Le bon journaliste est un empêcheur de juger en rond
Ce texte est le compte rendu d’une conférence donnée à l’Institut français de Port au Prince (Haïti) le 12 mars 2009 dans la cadre d’un colloque réunissant des magistrats, journalistes et policiers organisé par l’ONU portant sur les rapports entre média et justice lors des enquêtes pénales. Je viens d’en corriger le compte rendu. D’où cette contribution.
Port-au-Prince.
Qu’est ce qu’un bon journaliste ? C’est la question qui m’intéresse ici dans ce pays. Le bon journaliste est-il celui qui fuit ? Celui qui reste et s’arrange avec les autorités étrangères ou haïtiennes ? Celui qui harangue ? Celui qui résiste ? Celui qui diffame ? Qu’est ce que résister ici dans ce pays de pirates ? Si j’étais en France, j’aurais des réponses aisées à chacune de ces questions. Mais je suis en pleine Caraïbe. A Port au Prince. Cette ville qui fut belle dans cette île qui fut belle. Ce pays chargé d’un passé si lourd, si mouvementé qu’aucune question ne semble trouver de réponses tant elle en amène une autre et encore une autre et encore une autre.
Un bon journaliste pose des questions. Certes. Il attend aussi des réponses. Un bon journaliste pose d’abord des questions gênantes. Et doit s’accrocher pour trouver les réponses.

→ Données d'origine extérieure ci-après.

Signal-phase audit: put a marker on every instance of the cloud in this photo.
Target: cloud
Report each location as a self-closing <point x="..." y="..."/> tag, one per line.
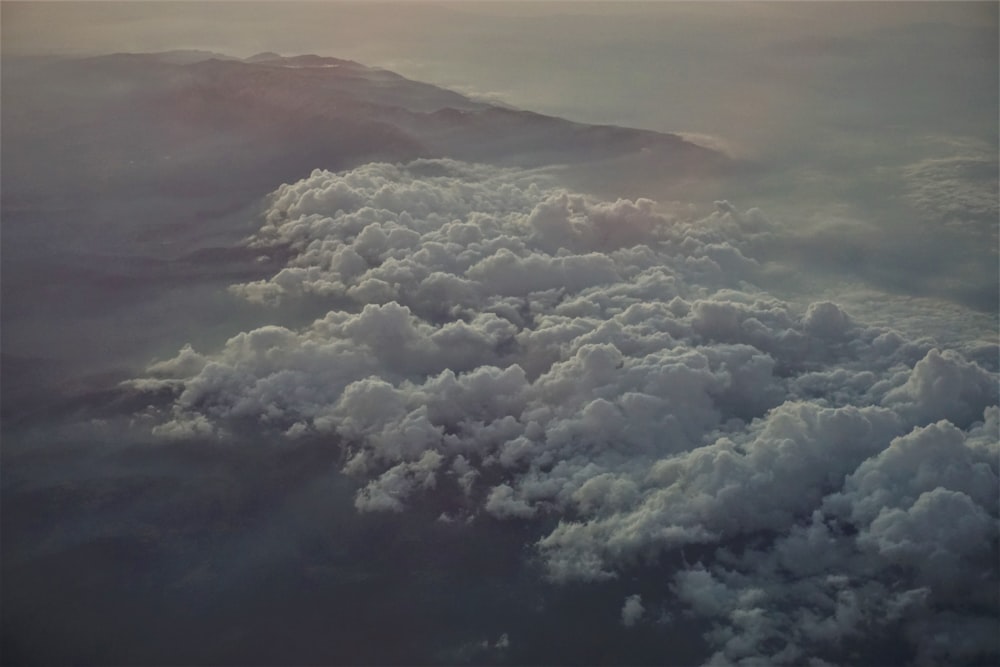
<point x="632" y="610"/>
<point x="502" y="347"/>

En voici une. Pourquoi y a-t-il autant de grosses 4/4 en Haïti qui dépensent tant d’essence sur des routes si défoncées dans un pays si pauvre ? Qui en amène une autre : pourquoi trouve-t-on toujours de l’essence pour les 4/4 et pas d’argent pour les écoles des petits enfants de Port aux Princes ? Et où iront ces rares enfants scolarisés qu’on voit sagement marcher en rang dans leurs beaux costumes sur les trottoirs défoncés de Port au Prince ?
Je peux changer de registre si vous le souhaitez et parler du colloque que vous organisez. Je n’arrive pas à comprendre pourquoi on inaugure aujourd’hui une école de la magistrature, pour la deuxième fois si j’ai bien compris, alors qu’aucun élève magistrat n’est prévu pour entrer dans cet école avant ? Avant quand déjà ?
Je l’ai déjà posée cette question. On m’a dit qu’il fallait être patient et que l’école allait servir à faire de la formation. La formation a bon dos, non ?
Je peux poser une autre question encore plus locale si vous voulez. Où est passé l’argent du narcotrafic trouvé à Port de Baie ? Comment se fait-il qu’aucune information fiable, recoupée ne soit sortie depuis plusieurs mois ? Y a-t-il volonté d’enquêter, de démasquer les coupables ? Ou des édiles haïtiens ont-il intérêts à étouffer un scandale en devenir ?
Le journaliste doit toujours être un contre-pouvoir. Un poil à gratter. Je ne vais pas déroger à la règle.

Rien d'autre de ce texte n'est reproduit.